Мимо окна промчался дымящийся антиграв с эмблемой 26-го медкомплекса Ленинграда. Он вильнул скособоченным стабилизатором и с грохотом рухнул на посадочную площадку. Там, вокруг приемных порталов госпиталя, образовалась пробка из карет "Скорой помощи". Среди застывших в жестком клинче машин метался одинокий гаишник, пытающийся хоть как-то разрулить ситуацию. У него под ногами путался младший медперсонал, норовивший чуть ли не по крышам антигравов доставить раненых внутрь здания. Некоторые сообразительные водители поднимали машины в воздух и разгружались прямо в окна второго и третьего этажей.
Медсестры и медбратья при этих операциях проявляли воистину акробатическую сноровку и самоубийственную отвагу.
Оглянувшись на свой жандармский эскорт, я помахал ему рукой и спустился вниз по лестнице. Тяжелые подошвы жандармов угрожающе грохотали вслед за мной.
Я остановился. Грохот стих. Что все это значит, в конце концов? Кто-нибудь объяснит мне, в чем дело? Может быть, просто поговорить с этими ребятами? Я уже развернулся к жандармам, чтобы потребовать объяснений, в этот момент мне на плечо легла чья-то рука.
- Товарищ Ломакин?
- Да. Это я. - Оборачиваться не хотелось.
Наоборот, появилось непреодолимое желание максимально оттянуть окончательное прояснение ситуации.

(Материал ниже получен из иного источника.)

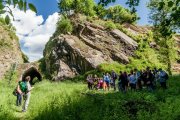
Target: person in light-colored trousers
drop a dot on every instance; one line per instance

Стараясь сохранить невозмутимое выражение лица, я повернул голову. Рядом со мной стоял взмыленный толстый и совершенно лысый негр. По моим ноздрям резанул запах пота, перемешанного с сомнительным ароматом очень сильного дезодоранта. Невероятное амбре!
Живой человек не может так пахнуть. Мой нос наполнился соплями, а на глазах выступили слезы. Неужели у меня аллергия на негров? К счастью, платок с эмблемой госпиталя оказался на своем стандартном месте, в нагрудном кармане пиджака. Всякой ерундой, вроде раскладки платков, обычно занимаются роботы, а они никогда ничего не забывают.
- Товарищ Ломакин, - негр был слегка озадачен моими гримасами и оглушительным чиханием. - С вами все в порядке?
- Да. Простите. Все хорошо, - почти членораздельно произнес я и снова чихнул. - Немного не долечился. Извините, пожалуйста.
- Я - Сис Лавилья, агент КБЗ. - Он сунул мне под нос жетон, хорошо знакомый мне по фильмам.
Щит, меч и красная пятиконечная звезда с серпом и молотом в центре. Личный номер как будто случайно прикрыт большим черным пальцем со щербатым розовым ногтем.
- Извините за конвой, - Сис мотнул головой в сторону жандармов за моей спиной. - Но вы теперь человек со степенью "А", то есть очень важная персона.
Степень "А"? Неслабо. За какие заслуги мне такой королевский почет? Они все с ума посходили, пока я сращивал кости в темпоральной камере? Или это такая хитроумная технология ареста?
- Вы, очевидно, ошиблись. - Я сделал шаг назад. - Вы перепутали меня с кем-то. Я не тот, кого вы ждали.